Jennifer: Gibt es etwas von Deiner Tour, das Du als besonders herausragendes Beispiel von Mitgefühl
oder Glauben in Aktion bezeichnen würdest?
Schau mal auf meiner Website in den „Blog“, und du wirst ein Bild von einem Mädchen namens Stefania sehen.
Sie erholt sich gerade von Krebs. Ich traf sie in einem Krankenhaus in Edmonton, Kanada. Ihre Mutter erzählte
mir, dass „Stefania jede Nacht zu Gott spricht“. Ich dachte, dass sie wohl aufgrund ihrer schwierigen Situation
jede Nacht zu Gott betete. Ihre Mutter jedoch sagte: „nein, jede Nacht dankt sie Gott für alle Segnungen, die
sie in ihrem Leben erfahren darf“. Dies ist wie sie zu Gott spricht. Es ist bewundernswert wie dieses
sechsjährige Mädchen im Krankenhaus vor einer riesengroßen Herausforderung steht, inklusive Chemotherapie,
und jeden Tag Gott für seine Segnungen dankt. Das hat mich wirklich inspiriert.
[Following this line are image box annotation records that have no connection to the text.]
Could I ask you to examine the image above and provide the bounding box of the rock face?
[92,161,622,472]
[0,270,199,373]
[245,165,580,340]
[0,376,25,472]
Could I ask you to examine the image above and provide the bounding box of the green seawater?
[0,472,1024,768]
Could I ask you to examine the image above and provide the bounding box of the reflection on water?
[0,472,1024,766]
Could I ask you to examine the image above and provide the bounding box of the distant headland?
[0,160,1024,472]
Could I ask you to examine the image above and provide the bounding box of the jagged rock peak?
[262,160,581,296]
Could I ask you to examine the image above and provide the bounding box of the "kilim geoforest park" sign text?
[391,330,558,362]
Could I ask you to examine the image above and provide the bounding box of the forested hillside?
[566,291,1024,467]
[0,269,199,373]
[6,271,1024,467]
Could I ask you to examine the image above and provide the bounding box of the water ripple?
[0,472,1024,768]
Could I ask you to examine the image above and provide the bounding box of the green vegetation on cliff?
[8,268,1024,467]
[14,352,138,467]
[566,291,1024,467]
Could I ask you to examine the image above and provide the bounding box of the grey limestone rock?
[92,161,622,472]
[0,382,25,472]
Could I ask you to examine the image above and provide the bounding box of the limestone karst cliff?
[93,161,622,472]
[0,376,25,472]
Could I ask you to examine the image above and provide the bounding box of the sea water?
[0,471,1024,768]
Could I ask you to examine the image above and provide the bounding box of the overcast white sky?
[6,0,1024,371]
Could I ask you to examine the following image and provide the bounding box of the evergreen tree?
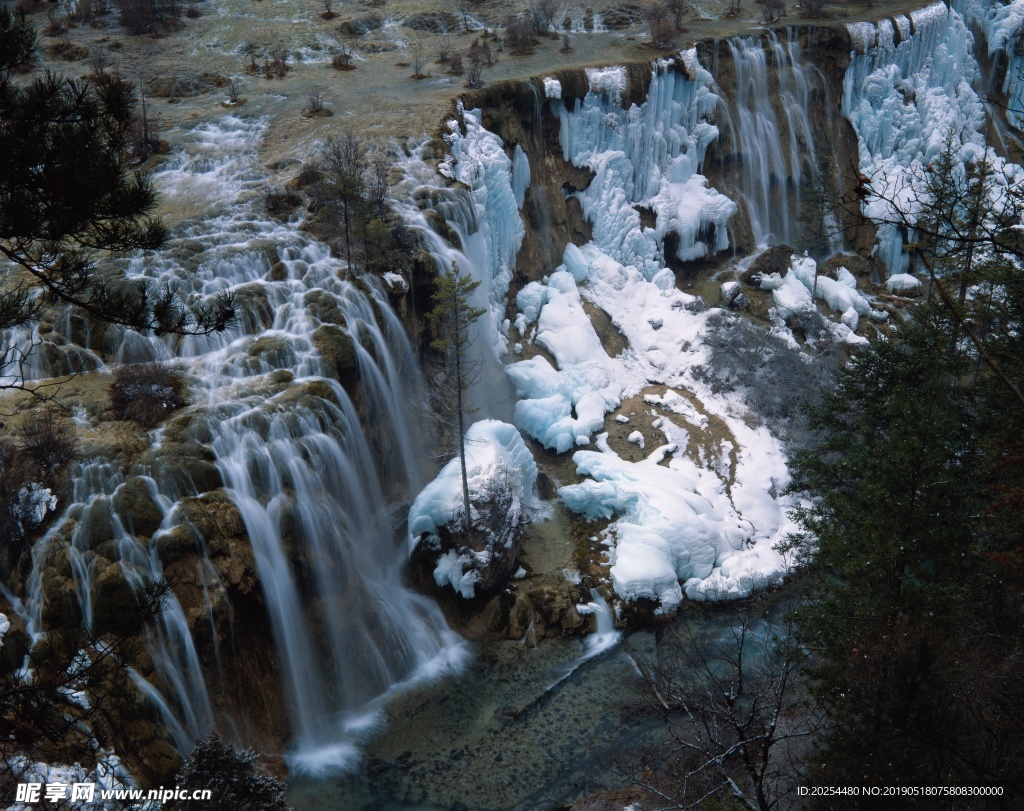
[427,262,484,530]
[0,5,236,389]
[792,303,1024,793]
[171,734,290,811]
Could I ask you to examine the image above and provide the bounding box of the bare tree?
[331,45,355,71]
[643,3,676,48]
[526,0,558,35]
[437,34,455,65]
[455,0,472,34]
[466,41,489,89]
[614,596,823,811]
[306,88,327,113]
[761,0,785,25]
[665,0,690,31]
[409,41,427,79]
[321,132,367,270]
[503,14,538,56]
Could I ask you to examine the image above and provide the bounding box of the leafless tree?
[614,596,823,811]
[331,45,355,71]
[409,41,427,79]
[437,34,455,65]
[466,41,489,89]
[306,88,327,113]
[505,14,538,56]
[526,0,558,34]
[644,3,676,48]
[665,0,690,31]
[761,0,785,25]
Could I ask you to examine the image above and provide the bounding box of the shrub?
[505,14,538,56]
[171,733,291,811]
[18,408,75,481]
[263,186,302,216]
[111,362,186,428]
[331,45,355,71]
[306,90,326,113]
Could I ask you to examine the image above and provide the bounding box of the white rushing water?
[718,28,825,245]
[6,116,462,771]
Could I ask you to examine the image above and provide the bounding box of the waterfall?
[4,116,463,771]
[843,3,985,274]
[717,28,826,245]
[548,57,736,279]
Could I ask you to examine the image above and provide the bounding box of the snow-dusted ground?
[409,420,537,599]
[411,0,1024,611]
[432,53,798,611]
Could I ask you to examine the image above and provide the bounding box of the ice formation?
[842,3,985,273]
[409,420,537,599]
[506,270,626,453]
[549,62,736,279]
[956,0,1024,129]
[444,103,529,355]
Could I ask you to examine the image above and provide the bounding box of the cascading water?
[717,28,825,245]
[4,117,462,771]
[843,3,985,274]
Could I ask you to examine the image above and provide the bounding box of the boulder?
[312,324,358,394]
[739,245,795,287]
[114,476,164,538]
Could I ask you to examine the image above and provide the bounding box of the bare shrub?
[331,45,355,71]
[43,7,68,37]
[643,3,676,48]
[757,0,785,25]
[664,0,690,31]
[110,362,187,428]
[437,34,455,65]
[117,0,157,36]
[410,42,427,79]
[129,81,160,161]
[526,0,558,34]
[306,89,327,113]
[294,160,324,188]
[263,186,302,216]
[505,14,538,56]
[89,51,111,79]
[18,408,75,482]
[466,40,490,89]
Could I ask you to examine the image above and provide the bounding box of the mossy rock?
[114,476,164,538]
[312,324,358,394]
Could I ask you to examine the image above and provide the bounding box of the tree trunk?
[454,295,470,532]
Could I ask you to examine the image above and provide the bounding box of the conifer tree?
[0,5,236,389]
[427,262,484,531]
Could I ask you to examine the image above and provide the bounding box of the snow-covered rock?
[409,420,537,599]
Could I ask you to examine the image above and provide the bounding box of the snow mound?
[409,420,537,551]
[544,76,562,98]
[558,445,753,613]
[886,273,921,293]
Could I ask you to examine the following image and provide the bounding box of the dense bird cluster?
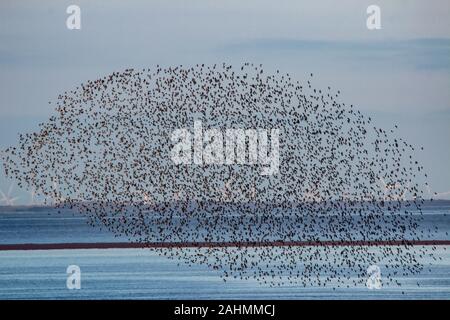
[3,63,438,287]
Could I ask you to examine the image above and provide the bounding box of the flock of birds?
[3,63,440,288]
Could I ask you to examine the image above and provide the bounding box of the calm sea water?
[0,204,450,299]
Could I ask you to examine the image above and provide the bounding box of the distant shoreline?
[0,240,450,251]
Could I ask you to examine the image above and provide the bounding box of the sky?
[0,0,450,204]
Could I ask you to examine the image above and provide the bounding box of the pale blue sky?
[0,0,450,203]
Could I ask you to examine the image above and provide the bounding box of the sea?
[0,201,450,299]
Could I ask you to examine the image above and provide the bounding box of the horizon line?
[0,240,450,251]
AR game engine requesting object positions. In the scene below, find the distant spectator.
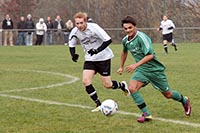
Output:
[64,19,74,45]
[35,18,47,45]
[2,14,13,46]
[17,16,26,45]
[26,14,35,46]
[45,17,53,45]
[53,15,64,44]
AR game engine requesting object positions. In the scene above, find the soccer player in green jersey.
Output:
[117,16,191,123]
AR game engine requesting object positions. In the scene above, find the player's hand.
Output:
[126,64,137,73]
[117,67,123,75]
[88,49,98,56]
[72,54,79,62]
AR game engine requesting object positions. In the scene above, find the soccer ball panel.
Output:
[101,99,118,116]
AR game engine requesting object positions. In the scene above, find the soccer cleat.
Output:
[91,106,101,112]
[183,97,192,116]
[121,81,131,96]
[137,113,152,123]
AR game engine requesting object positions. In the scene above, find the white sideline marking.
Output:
[0,69,200,127]
[0,69,79,93]
[0,94,200,127]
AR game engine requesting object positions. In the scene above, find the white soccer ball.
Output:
[101,99,118,116]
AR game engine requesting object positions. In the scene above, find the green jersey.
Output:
[122,31,165,72]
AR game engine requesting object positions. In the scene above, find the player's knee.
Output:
[103,82,112,89]
[162,92,172,99]
[163,40,167,45]
[128,85,138,93]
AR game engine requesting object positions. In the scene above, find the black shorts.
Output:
[163,33,173,42]
[83,59,111,76]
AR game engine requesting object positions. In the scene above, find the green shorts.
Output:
[131,71,170,92]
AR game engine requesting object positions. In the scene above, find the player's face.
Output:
[123,23,137,38]
[75,18,87,31]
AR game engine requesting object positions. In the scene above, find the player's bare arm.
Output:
[126,54,153,73]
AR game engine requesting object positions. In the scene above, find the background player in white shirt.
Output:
[69,12,130,112]
[158,15,177,54]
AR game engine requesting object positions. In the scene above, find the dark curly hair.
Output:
[121,16,136,27]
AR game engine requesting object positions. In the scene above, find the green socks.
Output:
[172,90,187,105]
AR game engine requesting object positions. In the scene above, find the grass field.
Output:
[0,44,200,133]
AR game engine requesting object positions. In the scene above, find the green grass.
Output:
[0,43,200,133]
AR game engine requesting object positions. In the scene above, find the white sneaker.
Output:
[91,106,101,112]
[121,81,131,96]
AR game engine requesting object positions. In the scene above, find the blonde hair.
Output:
[65,19,74,29]
[74,12,87,21]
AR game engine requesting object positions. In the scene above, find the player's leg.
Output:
[163,40,168,54]
[162,90,192,116]
[95,59,130,95]
[82,70,101,112]
[150,72,191,116]
[128,80,152,123]
[101,76,130,96]
[171,39,178,51]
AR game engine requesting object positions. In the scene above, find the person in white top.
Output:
[35,18,47,45]
[68,12,130,112]
[157,15,178,54]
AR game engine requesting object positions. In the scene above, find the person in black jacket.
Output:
[17,16,26,45]
[2,14,13,46]
[53,15,64,44]
[45,17,53,45]
[26,14,35,46]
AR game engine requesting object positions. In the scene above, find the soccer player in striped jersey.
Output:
[117,16,191,123]
[158,15,178,54]
[68,12,130,112]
Steve: Was kommt als nächstes für Dich?
Wir haben jetzt unser neues Album „Anand“ fertig, und ich habe vor kurzem geheiratet. Das Album ist eine
Reflektion meiner Erlebnisse und Erfahrungen, diese innere Freude zu spüren, das Geschenk von jemandem,
der dich wirklich liebt, und zu dem zurück zu geben, den du wirklich liebst. Das ist eine wahre Feier für mich.
Wir haben vor, die Tour noch auszuweiten. Auch möchten wir uns gerne mehr auf die Kinder konzentrieren.
Wir hoffen, dass wir diese Arbeit noch auf vielfältige Weise werden fortsetzen können.